Suspension, termination for ActiveSG members who on-sell facility bookings, use bots
National sports governing body Sport Singapore on Tuesday sent an e-mail to ActiveSG members to remind them that “on-selling” of its facility bookings and the use of bots to book sports venues could result in suspension.
Those who continue to do so will have their accounts terminated from July 1 if they incur a second infringement.
In the e-mail, ActiveSG chief Tan Hock Leong said that on-selling refers to “selling something you have purchased to another buyer”. The use of bots, or software programs, to secure slots at facilities is also prohibited.
“We conduct regular checks on all bookings and irregular patterns would be further investigated. Social media platforms are also scanned to check for on-selling activities involving ActiveSG facilities.”
First-time violaters could have their ActiveSG accounts suspended for up to six months, while a second infringement will result in permanent termination of the account. The policy will be effective from July 1.
According to national movement ActiveSG, since 2021 over 200 ActiveSG accounts have been suspended for suspected use of bots to book facilities, and more than 600 bookings have been cancelled due to on-selling.
This was previously revealed by Minister for Communications and Information Josephine Teo in a written parliamentary reply on March 21.
The issue of on-selling and use of bots has been in the spotlight in recent years.
In January 2021, The Straits Times reported on third parties who were reselling badminton court bookings.
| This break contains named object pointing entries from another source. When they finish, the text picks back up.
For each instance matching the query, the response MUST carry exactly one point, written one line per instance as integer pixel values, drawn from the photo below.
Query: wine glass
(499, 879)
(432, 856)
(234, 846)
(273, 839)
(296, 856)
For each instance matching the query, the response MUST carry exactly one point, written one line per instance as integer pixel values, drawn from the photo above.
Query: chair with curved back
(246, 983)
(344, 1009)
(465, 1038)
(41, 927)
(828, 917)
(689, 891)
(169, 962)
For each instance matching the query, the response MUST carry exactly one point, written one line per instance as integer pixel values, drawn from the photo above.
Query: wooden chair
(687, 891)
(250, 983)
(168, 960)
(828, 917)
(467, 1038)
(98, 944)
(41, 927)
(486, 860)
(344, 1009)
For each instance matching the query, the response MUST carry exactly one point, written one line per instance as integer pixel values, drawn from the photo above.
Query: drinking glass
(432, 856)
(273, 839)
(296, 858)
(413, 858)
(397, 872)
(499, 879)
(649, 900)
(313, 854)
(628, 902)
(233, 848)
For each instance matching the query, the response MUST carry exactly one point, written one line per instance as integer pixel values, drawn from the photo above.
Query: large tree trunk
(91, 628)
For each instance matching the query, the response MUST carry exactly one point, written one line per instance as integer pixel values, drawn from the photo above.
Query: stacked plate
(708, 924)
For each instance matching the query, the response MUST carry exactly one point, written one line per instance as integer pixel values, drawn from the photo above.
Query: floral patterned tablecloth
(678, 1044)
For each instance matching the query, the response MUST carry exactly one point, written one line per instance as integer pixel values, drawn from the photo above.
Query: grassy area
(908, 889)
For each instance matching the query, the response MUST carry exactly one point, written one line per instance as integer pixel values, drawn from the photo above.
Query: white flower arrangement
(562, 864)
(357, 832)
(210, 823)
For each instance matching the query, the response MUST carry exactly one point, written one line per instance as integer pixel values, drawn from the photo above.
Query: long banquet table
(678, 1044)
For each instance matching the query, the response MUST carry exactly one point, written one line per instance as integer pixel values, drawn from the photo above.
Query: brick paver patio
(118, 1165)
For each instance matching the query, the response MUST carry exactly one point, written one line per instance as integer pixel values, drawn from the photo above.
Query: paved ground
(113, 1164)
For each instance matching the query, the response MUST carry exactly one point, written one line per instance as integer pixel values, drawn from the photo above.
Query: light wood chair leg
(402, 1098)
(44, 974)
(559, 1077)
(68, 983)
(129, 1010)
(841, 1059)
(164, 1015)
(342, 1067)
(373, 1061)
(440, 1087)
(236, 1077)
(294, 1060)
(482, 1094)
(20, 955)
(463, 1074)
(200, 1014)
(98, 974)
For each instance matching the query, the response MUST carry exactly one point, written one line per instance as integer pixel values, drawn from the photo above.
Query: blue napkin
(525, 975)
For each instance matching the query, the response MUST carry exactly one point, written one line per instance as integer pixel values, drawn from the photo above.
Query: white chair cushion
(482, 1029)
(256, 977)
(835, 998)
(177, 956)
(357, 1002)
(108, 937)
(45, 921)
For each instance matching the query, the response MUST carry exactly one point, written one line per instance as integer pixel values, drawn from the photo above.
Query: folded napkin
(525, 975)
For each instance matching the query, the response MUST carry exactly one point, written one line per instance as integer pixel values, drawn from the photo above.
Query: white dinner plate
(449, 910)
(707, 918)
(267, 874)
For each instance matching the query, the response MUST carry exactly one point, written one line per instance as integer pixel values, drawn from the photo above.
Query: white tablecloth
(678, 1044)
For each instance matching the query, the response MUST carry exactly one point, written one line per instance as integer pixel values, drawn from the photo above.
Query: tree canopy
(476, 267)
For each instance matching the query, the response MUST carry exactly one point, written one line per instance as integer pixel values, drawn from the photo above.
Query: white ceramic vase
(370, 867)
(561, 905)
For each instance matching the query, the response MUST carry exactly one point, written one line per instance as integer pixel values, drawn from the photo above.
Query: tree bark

Social players had then voiced their anger and frustration at being unable to book the courts at ActiveSG’s sports halls and the OCBC Arena at the Singapore Sports Hub, only to see the slots being resold for a profit on platforms such as Carousell, Meetup, Facebook and Telegram.
In September 2020, the Singapore Island Country Club discovered “suspicious activities” in its online booking system for golf games, with some members’ accounts using bots or scripted programs to secure tee times before booking opened. The matter was referred to the police.